In order to test the structural model, the standard bootstrap resampling procedure in SmartPLS was used to determine which paths were significant. Each of the constructs in the structural model was analyzed as a reflective construct. Table 5 shows all of the hypothesized relationships and the t-test statistic to indicate which paths are significant. Three of the five paths (H1, H2, H4) in the model are significant for at least two of the scenarios. H5 is significant for the scenario Collaborative Programming only and H3 is not significant in any of the four scenarios. In PLS, R-square is a measure of the prediction quality of the structural model and gives an indication of the percentage of explained variance of that latent construct as driven by the indicator constructs. The R-square value for behavioral intention is .22, .46, .65, and .56 for scenarios 1-4 respectively as shown in Table 5. Figure 2 gives a summary of the significant hypotheses and the scenarios which supported each particular hypothesis.

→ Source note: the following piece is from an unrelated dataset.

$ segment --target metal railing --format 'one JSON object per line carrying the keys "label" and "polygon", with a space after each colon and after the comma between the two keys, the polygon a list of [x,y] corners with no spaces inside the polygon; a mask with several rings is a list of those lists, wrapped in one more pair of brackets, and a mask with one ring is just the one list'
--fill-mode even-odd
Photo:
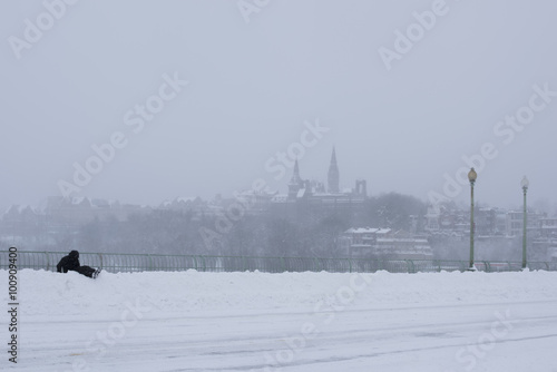
{"label": "metal railing", "polygon": [[[56,265],[67,252],[18,252],[18,268],[56,272]],[[9,252],[0,251],[0,270],[9,267]],[[418,273],[441,271],[466,271],[468,261],[439,260],[372,260],[372,258],[320,258],[320,257],[256,257],[256,256],[199,256],[162,254],[80,253],[82,265],[118,272],[331,272],[373,273],[384,270],[391,273]],[[520,271],[521,262],[476,262],[478,271]],[[557,262],[529,262],[530,270],[557,271]]]}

In order to further examine the influence of the two additional constructs to the original TPB, we analyzed each scenario two additional ways: looking at the TPB only and looking at the TPB plus moral judgement. We then compared the three models across each of the four scenarios and present the results in Table 6. Clearly, the addition of moral judgement to the TPB was a major contributor in capturing additional variance for three of the four scenarios. Perceived importance only captured variance as represented by its significance for the Collaborative Computing scenario.

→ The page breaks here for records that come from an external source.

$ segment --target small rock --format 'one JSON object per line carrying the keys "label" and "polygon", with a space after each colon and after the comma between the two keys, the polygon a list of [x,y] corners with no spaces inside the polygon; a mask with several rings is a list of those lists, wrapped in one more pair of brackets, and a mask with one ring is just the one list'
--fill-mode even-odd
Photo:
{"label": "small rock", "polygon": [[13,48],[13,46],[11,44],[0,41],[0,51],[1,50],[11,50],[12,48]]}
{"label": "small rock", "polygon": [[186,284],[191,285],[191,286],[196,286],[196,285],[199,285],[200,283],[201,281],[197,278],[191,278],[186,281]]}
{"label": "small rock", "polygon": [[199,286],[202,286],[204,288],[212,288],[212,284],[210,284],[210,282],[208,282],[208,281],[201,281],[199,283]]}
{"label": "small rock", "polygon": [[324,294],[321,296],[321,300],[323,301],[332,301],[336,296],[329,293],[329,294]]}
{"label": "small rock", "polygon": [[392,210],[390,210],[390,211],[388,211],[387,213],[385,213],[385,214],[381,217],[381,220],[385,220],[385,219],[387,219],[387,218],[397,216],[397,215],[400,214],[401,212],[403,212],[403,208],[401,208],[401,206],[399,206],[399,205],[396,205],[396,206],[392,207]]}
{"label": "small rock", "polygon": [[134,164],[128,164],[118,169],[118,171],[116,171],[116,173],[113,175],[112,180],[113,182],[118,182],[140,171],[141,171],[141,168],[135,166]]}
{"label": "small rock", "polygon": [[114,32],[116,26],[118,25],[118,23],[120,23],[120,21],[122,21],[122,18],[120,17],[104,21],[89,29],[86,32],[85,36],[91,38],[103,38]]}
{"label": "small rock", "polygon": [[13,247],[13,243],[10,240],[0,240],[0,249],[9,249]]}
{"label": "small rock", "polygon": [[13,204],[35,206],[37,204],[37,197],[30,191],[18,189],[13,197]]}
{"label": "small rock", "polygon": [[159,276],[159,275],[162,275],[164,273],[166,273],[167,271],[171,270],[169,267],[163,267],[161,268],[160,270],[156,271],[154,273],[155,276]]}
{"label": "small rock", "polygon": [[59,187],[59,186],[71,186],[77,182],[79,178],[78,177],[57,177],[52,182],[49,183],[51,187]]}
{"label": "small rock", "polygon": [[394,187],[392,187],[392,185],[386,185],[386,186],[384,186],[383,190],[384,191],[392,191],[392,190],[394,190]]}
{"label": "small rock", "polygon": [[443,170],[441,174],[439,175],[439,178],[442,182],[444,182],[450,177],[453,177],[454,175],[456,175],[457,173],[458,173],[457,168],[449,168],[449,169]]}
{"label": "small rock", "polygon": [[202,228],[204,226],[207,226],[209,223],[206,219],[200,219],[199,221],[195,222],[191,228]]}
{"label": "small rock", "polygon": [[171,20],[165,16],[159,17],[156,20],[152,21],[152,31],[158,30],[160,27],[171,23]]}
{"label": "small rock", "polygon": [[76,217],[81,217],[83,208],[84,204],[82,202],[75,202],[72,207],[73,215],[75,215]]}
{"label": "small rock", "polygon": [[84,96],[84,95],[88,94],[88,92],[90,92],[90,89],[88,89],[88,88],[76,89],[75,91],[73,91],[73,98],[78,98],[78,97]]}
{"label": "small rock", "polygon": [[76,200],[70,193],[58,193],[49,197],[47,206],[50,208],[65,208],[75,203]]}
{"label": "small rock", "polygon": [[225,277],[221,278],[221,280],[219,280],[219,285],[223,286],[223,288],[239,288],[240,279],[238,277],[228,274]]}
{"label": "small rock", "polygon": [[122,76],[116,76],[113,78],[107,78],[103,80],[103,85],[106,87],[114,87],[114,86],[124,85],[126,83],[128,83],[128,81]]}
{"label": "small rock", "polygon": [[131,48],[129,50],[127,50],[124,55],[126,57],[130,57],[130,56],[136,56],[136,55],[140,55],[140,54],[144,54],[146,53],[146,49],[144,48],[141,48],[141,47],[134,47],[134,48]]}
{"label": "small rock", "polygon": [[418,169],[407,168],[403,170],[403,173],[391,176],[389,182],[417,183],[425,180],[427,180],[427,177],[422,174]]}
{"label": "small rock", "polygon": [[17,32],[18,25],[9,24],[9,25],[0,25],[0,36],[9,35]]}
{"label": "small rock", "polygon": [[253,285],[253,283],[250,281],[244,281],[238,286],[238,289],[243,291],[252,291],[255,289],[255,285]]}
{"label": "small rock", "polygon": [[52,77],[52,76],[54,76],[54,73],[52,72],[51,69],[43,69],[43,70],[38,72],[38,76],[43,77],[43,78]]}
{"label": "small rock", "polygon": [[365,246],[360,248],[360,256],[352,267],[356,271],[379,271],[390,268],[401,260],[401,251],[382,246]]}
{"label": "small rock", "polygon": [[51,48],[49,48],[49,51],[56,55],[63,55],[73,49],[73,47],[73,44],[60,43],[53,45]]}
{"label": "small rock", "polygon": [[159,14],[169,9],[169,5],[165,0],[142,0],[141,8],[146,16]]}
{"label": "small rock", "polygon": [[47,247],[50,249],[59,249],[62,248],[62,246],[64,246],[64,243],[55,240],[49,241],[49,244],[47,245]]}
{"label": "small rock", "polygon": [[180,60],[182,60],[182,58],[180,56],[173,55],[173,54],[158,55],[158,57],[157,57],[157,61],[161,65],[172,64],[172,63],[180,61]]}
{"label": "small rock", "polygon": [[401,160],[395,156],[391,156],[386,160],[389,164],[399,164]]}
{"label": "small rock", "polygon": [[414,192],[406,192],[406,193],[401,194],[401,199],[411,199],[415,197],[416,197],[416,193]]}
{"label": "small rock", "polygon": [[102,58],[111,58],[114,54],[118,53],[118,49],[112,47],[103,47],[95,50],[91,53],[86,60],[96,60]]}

The proliferation of IT in the daily lives of college students has the potential to influence some of their ethical decision making processes. A major contribution of this study is the examination of the potential disconnect in ethical decision making when IT is involved. The study also extends the TPB by including two additional constructs applicable to ethics: moral judgment and perceived importance. The findings indicate that four of the five proposed antecedents to behavioral intention were significant in some of the scenarios. Attitude, subjective norm and moral judgment were each significant in three of the four scenarios. The significance of attitude and subjective norm as predictors is consistent with prior studies by Leonard, Cronan and Kreie (2004), Chen, Pan and Pan (2009), Henle, Reeve and Pitts (2010), and Simkin and McLeod (2010). Though moral judgment has not been studied to the same extent as the TPB, our significant findings are consistent with Banerjee, Cronan and Jones (1998), Trevino (1986) and Tan (2002). Furthermore, for the scenarios Chat Room Project, Collaborative Programming, and Internet Plagiarism, three antecedents (though not the same three) of the five antecedents were significant. The scenario Improper Internet Citations only had moral judgment as a significant predictor of behavioral intention. In reviewing this particular scenario, it appears that the distinction between black and white is quite clear for this scenario. It is conceivable that students are more cognizant of the unethical behavior of copying directly from the Internet. The means for attitude, behavioral intention, and PBC respectively in the scenario Improper Internet Citations are higher than in the other three scenarios. Furthermore, the scenario Improper Internet Citations mean for moral judgment is the lowest moral judgment mean of the four scenarios indicating a strong sense of moral reasoning.
[FIGURE 2 OMITTED]
An interesting finding across the scenarios in the study is that perceived behavioral control was not a significant predictor of behavioral intention for any of the four scenarios. This is counter to many of the prior studies that employed the TPB to study ethics. Admittedly, the TPB is a sound theory that has been tested and held in many disciplines (e.g., accounting, information systems, sociology, education, psychology, medicine) covering a plethora of behaviors (e.g., drug abuse, sporting event attendance, weight loss, software adoption). However, several studies involving ethics are consistent with this study and did not show PBC to be a significant predictor of behavioral intention. Moores, Nill and Rothenberger (2009) applied the TPB to study software piracy and did not find PBC to be a significant predictor; they explain that "... if someone believed software piracy was wrong, the ease with which software could be pirated would have no impact on their behavior (p. 87)." Additionally, Foltz, Schwager and Anderson (2008) applied the TPB to study individuals' intentions to read computer use policies and found that PBC was not significant in predicting behavioral intention. As PBC emphasizes an individual's perceptions of his ability to perform a particular action, the ability to copy paragraphs in an essay (the action depicted in the scenario Improper Internet Citations) as well as the group's decision to turn in the project with all four names (the action depicted in the scenario Chat Room Project) may reflect the reality of the students who participated in this study. Similarly, working with someone on the project but turning in an individual project (from scenario Collaborative Programming) and using the turnitin.com report to give Jason a zero and report him for academic misconduct (from scenario Internet Plagiarism) may also reflect student reality.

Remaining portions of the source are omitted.